All of lore.kernel.org
 help / color / mirror / Atom feed
From: Oren Laadan <orenl-eQaUEPhvms7ENvBUuze7eA@public.gmane.org>
To: Louis.Rilling-aw0BnHfMbSpBDgjK7y7TUQ@public.gmane.org
Cc: Linux Containers
	<containers-cunTk1MwBs9QetFLy7KEm3xJsTq8ys+cHZ5vskTnxNA@public.gmane.org>
Subject: Re: [RFC][PATCH 2/2] CR: handle a single task with private memory maps
Date: Thu, 31 Jul 2008 10:44:47 -0400	[thread overview]
Message-ID: <4891CFDF.8060108@cs.columbia.edu> (raw)
In-Reply-To: <20080731140844.GE22403-Hu8+6S1rdjywhHL9vcZdMVaTQe2KTcn/@public.gmane.org>



Louis Rilling wrote:
> On Wed, Jul 30, 2008 at 02:27:52PM -0400, Oren Laadan wrote:
>>
>> Louis Rilling wrote:
>>>> +/**
>>>> + * cr_vma_fill_pgarr - fill a page-array with addr/page tuples for a vma
>>>> + * @ctx - checkpoint context
>>>> + * @pgarr - page-array to fill
>>>> + * @vma - vma to scan
>>>> + * @start - start address (updated)
>>>> + */
>>>> +static int cr_vma_fill_pgarr(struct cr_ctx *ctx, struct cr_pgarr *pgarr,
>>>> +			     struct vm_area_struct *vma, unsigned long *start)
>>>> +{
>>>> +	unsigned long end = vma->vm_end;
>>>> +	unsigned long addr = *start;
>>>> +	struct page **pagep;
>>>> +	unsigned long *addrp;
>>>> +	int cow, nr, ret = 0;
>>>> +
>>>> +	nr = pgarr->nleft;
>>>> +	pagep = &pgarr->pages[pgarr->nused];
>>>> +	addrp = &pgarr->addrs[pgarr->nused];
>>>> +	cow = !!vma->vm_file;
>>>> +
>>>> +	while (addr < end) {
>>>> +		struct page *page;
>>>> +
>>>> +		/* simplified version of get_user_pages(): already have vma,
>>>> +		* only need FOLL_TOUCH, and (for now) ignore fault stats */
>>>> +
>>>> +		cond_resched();
>>>> +		while (!(page = follow_page(vma, addr, FOLL_TOUCH))) {
>>>> +			ret = handle_mm_fault(vma->vm_mm, vma, addr, 0);
>>>> +			if (ret & VM_FAULT_ERROR) {
>>>> +				if (ret & VM_FAULT_OOM)
>>>> +					ret = -ENOMEM;
>>>> +				else if (ret & VM_FAULT_SIGBUS)
>>>> +					ret = -EFAULT;
>>>> +				else
>>>> +					BUG();
>>>> +				break;
>>>> +			}
>>>> +			cond_resched();
>>>> +		}
>>> I guess that 'ret' should be checked somewhere after this loop.
>> yes; this is where a "break(2)" construct in C would come handy :)
> 
> Alternatively, putting the inner loop in a separate function often helps to
> handle errors in a cleaner way.

Also true.
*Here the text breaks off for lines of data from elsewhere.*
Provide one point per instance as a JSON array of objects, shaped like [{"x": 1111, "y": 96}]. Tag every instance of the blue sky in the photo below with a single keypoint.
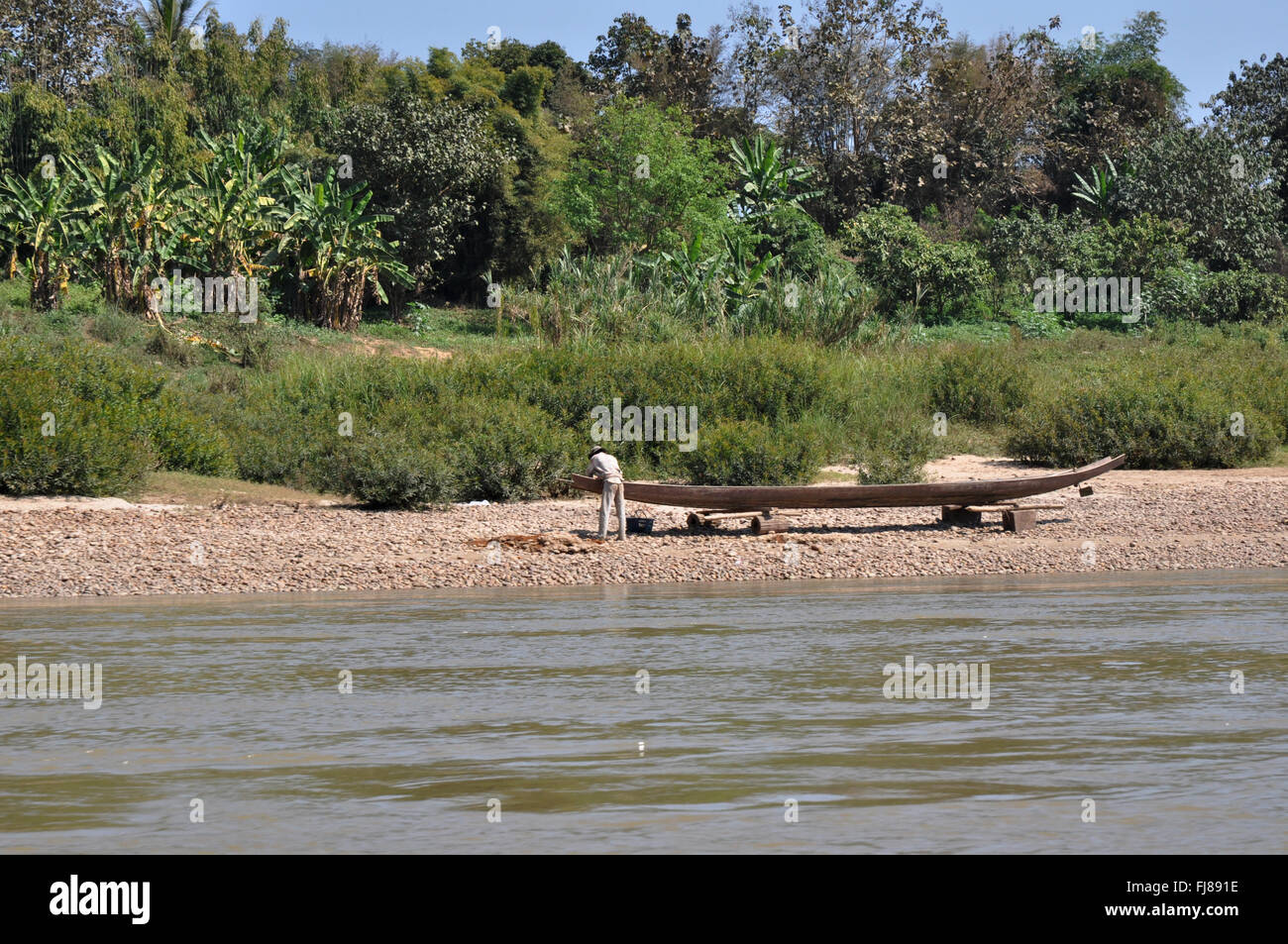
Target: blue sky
[{"x": 1205, "y": 40}]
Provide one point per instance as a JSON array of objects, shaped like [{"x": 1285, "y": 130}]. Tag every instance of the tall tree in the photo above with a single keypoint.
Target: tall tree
[
  {"x": 170, "y": 18},
  {"x": 55, "y": 46}
]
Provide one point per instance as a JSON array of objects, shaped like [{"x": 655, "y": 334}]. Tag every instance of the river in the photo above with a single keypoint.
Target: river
[{"x": 523, "y": 721}]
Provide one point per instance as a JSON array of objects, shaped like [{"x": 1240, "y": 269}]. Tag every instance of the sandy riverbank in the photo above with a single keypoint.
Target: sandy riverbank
[{"x": 1134, "y": 520}]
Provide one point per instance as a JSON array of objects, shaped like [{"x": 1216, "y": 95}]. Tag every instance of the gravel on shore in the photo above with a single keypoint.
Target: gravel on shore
[{"x": 1136, "y": 520}]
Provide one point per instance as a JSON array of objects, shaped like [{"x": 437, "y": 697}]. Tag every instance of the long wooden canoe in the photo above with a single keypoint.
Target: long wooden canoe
[{"x": 758, "y": 497}]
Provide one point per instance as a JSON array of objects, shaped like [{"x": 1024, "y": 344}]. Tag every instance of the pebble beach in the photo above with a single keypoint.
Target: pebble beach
[{"x": 1134, "y": 520}]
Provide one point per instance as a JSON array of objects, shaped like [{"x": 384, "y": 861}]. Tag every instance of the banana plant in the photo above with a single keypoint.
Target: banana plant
[
  {"x": 233, "y": 209},
  {"x": 743, "y": 274},
  {"x": 129, "y": 230},
  {"x": 335, "y": 249},
  {"x": 688, "y": 269},
  {"x": 1102, "y": 188},
  {"x": 40, "y": 215},
  {"x": 765, "y": 181}
]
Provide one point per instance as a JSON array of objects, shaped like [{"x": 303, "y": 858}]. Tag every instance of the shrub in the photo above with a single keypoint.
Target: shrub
[
  {"x": 60, "y": 437},
  {"x": 185, "y": 442},
  {"x": 505, "y": 451},
  {"x": 385, "y": 471},
  {"x": 975, "y": 384},
  {"x": 892, "y": 252},
  {"x": 1241, "y": 295},
  {"x": 746, "y": 452},
  {"x": 897, "y": 454},
  {"x": 1160, "y": 423}
]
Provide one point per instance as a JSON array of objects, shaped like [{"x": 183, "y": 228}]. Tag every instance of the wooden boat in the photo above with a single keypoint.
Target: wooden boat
[{"x": 911, "y": 494}]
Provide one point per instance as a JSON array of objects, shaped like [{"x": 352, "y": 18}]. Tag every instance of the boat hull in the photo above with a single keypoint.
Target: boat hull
[{"x": 910, "y": 494}]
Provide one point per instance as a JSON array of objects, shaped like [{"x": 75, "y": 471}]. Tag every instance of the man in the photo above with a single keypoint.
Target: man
[{"x": 604, "y": 467}]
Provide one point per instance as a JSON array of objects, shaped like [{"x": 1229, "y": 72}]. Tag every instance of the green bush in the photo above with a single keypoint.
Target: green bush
[
  {"x": 896, "y": 455},
  {"x": 385, "y": 471},
  {"x": 745, "y": 452},
  {"x": 68, "y": 434},
  {"x": 1241, "y": 295},
  {"x": 506, "y": 451},
  {"x": 185, "y": 442},
  {"x": 896, "y": 254},
  {"x": 975, "y": 384},
  {"x": 1159, "y": 423}
]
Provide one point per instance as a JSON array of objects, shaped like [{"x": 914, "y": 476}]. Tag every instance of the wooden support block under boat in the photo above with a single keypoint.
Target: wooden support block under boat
[
  {"x": 702, "y": 519},
  {"x": 1019, "y": 519},
  {"x": 951, "y": 514}
]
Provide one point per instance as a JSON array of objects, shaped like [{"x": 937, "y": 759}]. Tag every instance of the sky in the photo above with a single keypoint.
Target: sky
[{"x": 1205, "y": 42}]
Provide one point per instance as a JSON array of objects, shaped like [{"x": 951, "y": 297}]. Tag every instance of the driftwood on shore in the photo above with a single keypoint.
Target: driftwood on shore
[{"x": 548, "y": 543}]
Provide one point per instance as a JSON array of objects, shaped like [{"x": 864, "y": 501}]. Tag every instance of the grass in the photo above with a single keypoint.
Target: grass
[{"x": 760, "y": 397}]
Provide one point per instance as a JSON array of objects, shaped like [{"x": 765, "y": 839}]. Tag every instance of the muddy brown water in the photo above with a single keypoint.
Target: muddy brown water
[{"x": 765, "y": 703}]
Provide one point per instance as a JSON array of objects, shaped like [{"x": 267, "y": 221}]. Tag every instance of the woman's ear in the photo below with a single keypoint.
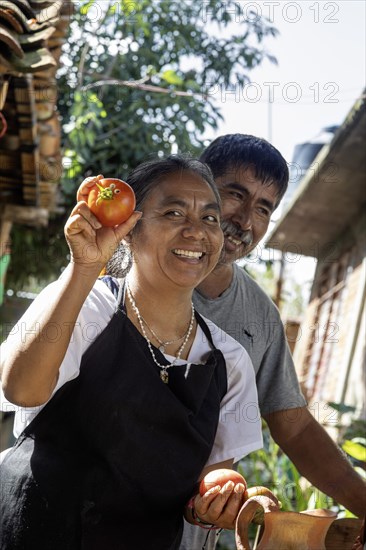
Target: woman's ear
[{"x": 127, "y": 239}]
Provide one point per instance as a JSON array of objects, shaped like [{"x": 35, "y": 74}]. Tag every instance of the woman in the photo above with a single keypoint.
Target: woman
[{"x": 126, "y": 429}]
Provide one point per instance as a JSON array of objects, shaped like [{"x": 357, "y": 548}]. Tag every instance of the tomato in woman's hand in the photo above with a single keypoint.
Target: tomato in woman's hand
[
  {"x": 112, "y": 201},
  {"x": 220, "y": 477}
]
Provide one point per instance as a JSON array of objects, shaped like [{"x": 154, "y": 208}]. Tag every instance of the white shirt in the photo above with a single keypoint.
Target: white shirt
[{"x": 239, "y": 429}]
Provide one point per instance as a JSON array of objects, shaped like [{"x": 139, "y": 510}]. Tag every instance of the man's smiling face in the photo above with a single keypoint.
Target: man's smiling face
[{"x": 247, "y": 206}]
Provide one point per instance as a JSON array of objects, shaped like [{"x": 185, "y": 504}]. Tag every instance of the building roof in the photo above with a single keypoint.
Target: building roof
[{"x": 331, "y": 195}]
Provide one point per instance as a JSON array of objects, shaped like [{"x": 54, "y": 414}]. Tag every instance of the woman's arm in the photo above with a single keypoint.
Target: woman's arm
[
  {"x": 32, "y": 355},
  {"x": 220, "y": 505}
]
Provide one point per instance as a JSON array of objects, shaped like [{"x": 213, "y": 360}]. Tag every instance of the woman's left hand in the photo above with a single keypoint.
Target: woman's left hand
[{"x": 220, "y": 506}]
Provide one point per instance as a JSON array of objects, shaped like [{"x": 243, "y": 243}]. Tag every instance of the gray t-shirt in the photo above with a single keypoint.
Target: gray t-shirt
[{"x": 246, "y": 313}]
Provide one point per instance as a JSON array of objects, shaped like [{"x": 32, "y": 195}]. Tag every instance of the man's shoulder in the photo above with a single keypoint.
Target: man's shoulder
[{"x": 252, "y": 289}]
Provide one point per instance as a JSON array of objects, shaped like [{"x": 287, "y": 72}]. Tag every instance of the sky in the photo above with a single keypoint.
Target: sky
[{"x": 320, "y": 73}]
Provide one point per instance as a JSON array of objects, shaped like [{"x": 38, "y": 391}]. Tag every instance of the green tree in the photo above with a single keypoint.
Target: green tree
[
  {"x": 142, "y": 75},
  {"x": 137, "y": 77}
]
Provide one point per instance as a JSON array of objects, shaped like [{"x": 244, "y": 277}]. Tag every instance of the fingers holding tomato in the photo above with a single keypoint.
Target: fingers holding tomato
[
  {"x": 111, "y": 200},
  {"x": 220, "y": 505}
]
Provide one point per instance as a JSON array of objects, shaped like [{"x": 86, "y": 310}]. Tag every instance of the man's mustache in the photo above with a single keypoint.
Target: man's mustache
[{"x": 228, "y": 228}]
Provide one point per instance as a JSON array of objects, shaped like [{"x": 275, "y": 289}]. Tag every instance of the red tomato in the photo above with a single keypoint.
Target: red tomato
[
  {"x": 220, "y": 477},
  {"x": 112, "y": 201}
]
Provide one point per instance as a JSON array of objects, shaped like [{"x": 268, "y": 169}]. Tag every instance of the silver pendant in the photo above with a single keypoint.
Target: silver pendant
[{"x": 164, "y": 376}]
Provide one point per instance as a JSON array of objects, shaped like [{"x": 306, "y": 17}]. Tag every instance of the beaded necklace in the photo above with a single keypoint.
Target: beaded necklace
[
  {"x": 164, "y": 376},
  {"x": 162, "y": 344}
]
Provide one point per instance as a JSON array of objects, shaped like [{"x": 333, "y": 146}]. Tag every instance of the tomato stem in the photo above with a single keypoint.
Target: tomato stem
[{"x": 104, "y": 194}]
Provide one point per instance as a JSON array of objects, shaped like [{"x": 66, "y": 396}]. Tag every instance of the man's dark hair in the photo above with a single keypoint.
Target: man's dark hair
[{"x": 233, "y": 151}]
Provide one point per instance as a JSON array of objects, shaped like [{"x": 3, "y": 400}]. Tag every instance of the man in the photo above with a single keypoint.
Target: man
[{"x": 252, "y": 178}]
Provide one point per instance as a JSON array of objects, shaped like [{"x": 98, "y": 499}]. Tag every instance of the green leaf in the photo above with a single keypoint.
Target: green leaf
[
  {"x": 356, "y": 450},
  {"x": 171, "y": 77}
]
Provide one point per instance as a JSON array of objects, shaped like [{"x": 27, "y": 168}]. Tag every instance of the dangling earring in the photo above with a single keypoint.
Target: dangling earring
[{"x": 120, "y": 263}]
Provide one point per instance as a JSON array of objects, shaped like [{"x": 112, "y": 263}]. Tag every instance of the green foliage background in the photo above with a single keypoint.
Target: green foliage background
[{"x": 136, "y": 79}]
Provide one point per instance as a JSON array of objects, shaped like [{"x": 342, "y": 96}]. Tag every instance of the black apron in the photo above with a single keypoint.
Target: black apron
[{"x": 113, "y": 457}]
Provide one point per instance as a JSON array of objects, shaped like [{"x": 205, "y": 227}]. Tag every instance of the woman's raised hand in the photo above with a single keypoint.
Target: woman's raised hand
[{"x": 92, "y": 245}]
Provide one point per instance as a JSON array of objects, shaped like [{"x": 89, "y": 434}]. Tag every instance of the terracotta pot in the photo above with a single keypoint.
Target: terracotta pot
[{"x": 283, "y": 530}]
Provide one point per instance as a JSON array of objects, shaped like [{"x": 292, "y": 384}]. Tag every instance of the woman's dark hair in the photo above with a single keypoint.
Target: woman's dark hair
[
  {"x": 233, "y": 151},
  {"x": 150, "y": 173},
  {"x": 143, "y": 180}
]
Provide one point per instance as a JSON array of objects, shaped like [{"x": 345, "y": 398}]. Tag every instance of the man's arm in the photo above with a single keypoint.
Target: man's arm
[{"x": 317, "y": 457}]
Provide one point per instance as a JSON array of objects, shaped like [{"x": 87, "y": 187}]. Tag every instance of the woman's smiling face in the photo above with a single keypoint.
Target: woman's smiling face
[{"x": 179, "y": 238}]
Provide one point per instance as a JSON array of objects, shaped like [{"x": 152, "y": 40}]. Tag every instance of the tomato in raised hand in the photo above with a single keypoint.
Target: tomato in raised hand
[
  {"x": 220, "y": 477},
  {"x": 112, "y": 201}
]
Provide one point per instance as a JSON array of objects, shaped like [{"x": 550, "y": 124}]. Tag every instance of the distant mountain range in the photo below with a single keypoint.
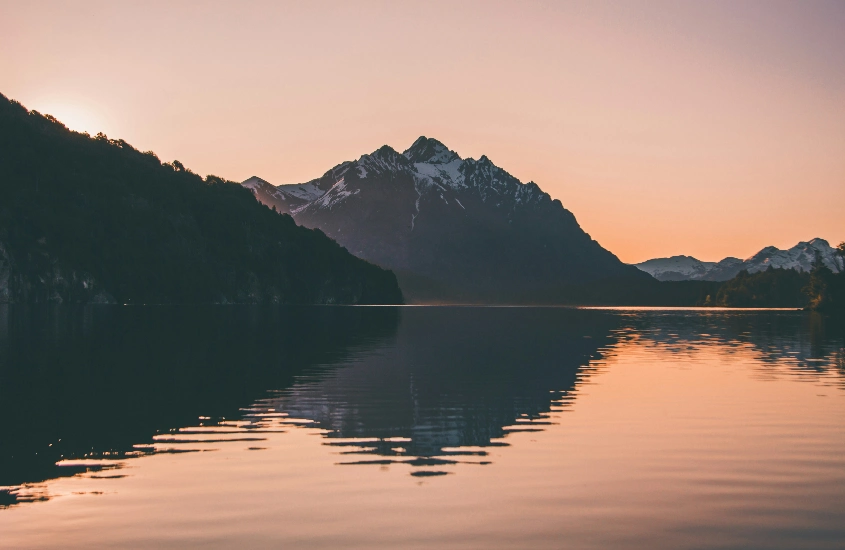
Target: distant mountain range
[
  {"x": 449, "y": 227},
  {"x": 87, "y": 219},
  {"x": 686, "y": 268}
]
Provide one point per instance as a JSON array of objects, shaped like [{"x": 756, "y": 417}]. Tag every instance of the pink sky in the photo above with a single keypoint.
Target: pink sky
[{"x": 701, "y": 128}]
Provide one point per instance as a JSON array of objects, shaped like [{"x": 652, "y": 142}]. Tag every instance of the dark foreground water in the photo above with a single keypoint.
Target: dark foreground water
[{"x": 327, "y": 427}]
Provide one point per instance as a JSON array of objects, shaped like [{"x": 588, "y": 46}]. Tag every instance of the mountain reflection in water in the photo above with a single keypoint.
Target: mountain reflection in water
[{"x": 429, "y": 388}]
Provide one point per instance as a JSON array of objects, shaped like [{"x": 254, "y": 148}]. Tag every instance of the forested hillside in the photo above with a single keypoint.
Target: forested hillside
[{"x": 92, "y": 219}]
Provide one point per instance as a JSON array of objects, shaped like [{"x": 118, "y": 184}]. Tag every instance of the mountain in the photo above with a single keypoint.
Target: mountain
[
  {"x": 451, "y": 228},
  {"x": 685, "y": 268},
  {"x": 92, "y": 219}
]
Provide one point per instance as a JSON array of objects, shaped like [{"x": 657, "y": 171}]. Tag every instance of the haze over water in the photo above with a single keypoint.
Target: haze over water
[{"x": 180, "y": 427}]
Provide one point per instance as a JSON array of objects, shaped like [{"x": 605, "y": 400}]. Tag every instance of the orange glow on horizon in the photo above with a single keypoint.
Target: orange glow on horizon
[{"x": 708, "y": 129}]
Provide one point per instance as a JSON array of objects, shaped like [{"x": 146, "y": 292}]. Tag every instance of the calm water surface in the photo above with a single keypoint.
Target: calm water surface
[{"x": 258, "y": 427}]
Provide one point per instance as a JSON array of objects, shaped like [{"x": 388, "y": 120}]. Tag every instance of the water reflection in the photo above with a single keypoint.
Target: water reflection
[
  {"x": 92, "y": 382},
  {"x": 427, "y": 388}
]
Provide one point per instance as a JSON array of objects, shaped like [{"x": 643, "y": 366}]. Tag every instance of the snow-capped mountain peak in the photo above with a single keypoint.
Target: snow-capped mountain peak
[
  {"x": 799, "y": 257},
  {"x": 464, "y": 224},
  {"x": 430, "y": 151}
]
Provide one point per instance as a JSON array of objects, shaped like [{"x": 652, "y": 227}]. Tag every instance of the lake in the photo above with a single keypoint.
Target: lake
[{"x": 420, "y": 427}]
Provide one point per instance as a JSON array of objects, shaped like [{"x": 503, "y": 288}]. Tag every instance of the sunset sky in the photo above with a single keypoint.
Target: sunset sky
[{"x": 701, "y": 128}]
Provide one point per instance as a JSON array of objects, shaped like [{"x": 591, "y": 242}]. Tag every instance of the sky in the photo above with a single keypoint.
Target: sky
[{"x": 710, "y": 129}]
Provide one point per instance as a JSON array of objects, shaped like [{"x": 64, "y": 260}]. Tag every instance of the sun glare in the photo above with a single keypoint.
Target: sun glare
[{"x": 75, "y": 116}]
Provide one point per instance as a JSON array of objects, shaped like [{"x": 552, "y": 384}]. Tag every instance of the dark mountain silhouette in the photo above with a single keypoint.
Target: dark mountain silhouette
[
  {"x": 92, "y": 219},
  {"x": 451, "y": 228}
]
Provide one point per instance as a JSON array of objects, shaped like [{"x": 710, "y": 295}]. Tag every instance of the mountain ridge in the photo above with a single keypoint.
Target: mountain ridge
[
  {"x": 458, "y": 223},
  {"x": 687, "y": 268},
  {"x": 87, "y": 219}
]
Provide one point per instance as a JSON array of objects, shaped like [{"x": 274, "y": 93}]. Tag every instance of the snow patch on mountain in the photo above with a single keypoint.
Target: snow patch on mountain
[{"x": 799, "y": 257}]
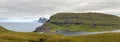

I opted to keep it that way to keep the code as similar as
possible to get_user_pages().

Note that the logic can be optimized by, instead of traversing the page
table once for each page, we could aggregate a few pages in each round.
I wanted to keep the code simple.

> 
>>>> +
>>>> +		if (IS_ERR(page)) {
>>>> +			ret = PTR_ERR(page);
>>>> +			break;
>>>> +		}
>>>> +
>>>> +		if (page == ZERO_PAGE(0))
>>>> +			page = NULL;	/* zero page: ignore */
>>>> +		else if (cow && page_mapping(page) != NULL)
>>>> +			page = NULL;	/* clean cow: ignore */
>>>> +		else {
>>>> +			get_page(page);
>>>> +			*(addrp++) = addr;
>>>> +			*(pagep++) = page;
>>>> +			if (--nr == 0) {
>>>> +				addr += PAGE_SIZE;
>>>> +				break;
>>>> +			}
>>>> +		}
>>>> +
>>>> +		addr += PAGE_SIZE;
>>>> +	}
>>>> +
>>>> +	if (unlikely(ret < 0)) {
>>>> +		nr = pgarr->nleft - nr;
>>>> +		while (nr--)
>>>> +			page_cache_release(*(--pagep));
>>>> +		return ret;
>>>> +	}
>>>> +
>>>> +	*start = addr;
>>>> +	return (pgarr->nleft - nr);
>>>> +}
>>>> +
> 
> 
>>>> +int cr_write_mm(struct cr_ctx *ctx, struct task_struct *t)
>>>> +{
>>>> +	struct cr_hdr h;
>>>> +	struct cr_hdr_mm *hh = ctx->tbuf;
>>>> +	struct mm_struct *mm;
>>>> +	struct vm_area_struct *vma;
>>>> +	int ret;
>>>> +
>>>> +	h.type = CR_HDR_MM;
>>>> +	h.len = sizeof(*hh);
>>>> +	h.id = ctx->pid;
>>>> +
>>>> +	mm = get_task_mm(t);
>>>> +
>>>> +	hh->tag = 1;	/* non-zero will mean first time encounter */
>>>> +
>>>> +	hh->start_code = mm->start_code;
>>>> +	hh->end_code = mm->end_code;
>>>> +	hh->start_data = mm->start_data;
>>>> +	hh->end_data = mm->end_data;
>>>> +	hh->start_brk = mm->start_brk;
>>>> +	hh->brk = mm->brk;
>>>> +	hh->start_stack = mm->start_stack;
>>>> +	hh->arg_start = mm->arg_start;
>>>> +	hh->arg_end = mm->arg_end;
>>>> +	hh->env_start = mm->env_start;
>>>> +	hh->env_end = mm->env_end;
>>>> +
>>>> +	hh->map_count = mm->map_count;
>>> Some fields above should also be protected with mmap_sem, like ->brk,
>>> ->map_count, and possibly others (I'm not a memory expert though).
>> true; keep in mind, though, that the container will be frozen during
>> this time, so nothing should change at all. The only exception would
>> be if, for instance, someone is killing the container while we save
>> its state.
> 
> Sure. So you think that taking mm->mmap_sem below is useless? I tend to believe
> so, since no other task should share this mm_struct at this time, and we could
> state that ptrace should not interfere during restart. However, I'm never
> confident when ptrace considerations come in...

Not quite.

Probing the value of mm->brk is always safe, although it may turn out to
yield incorrect value. Traversing the vma's isn't safe, because - if for
instance the target task dies in the middle, it may alter the vma list.
So the mmap_sem protects against the latter.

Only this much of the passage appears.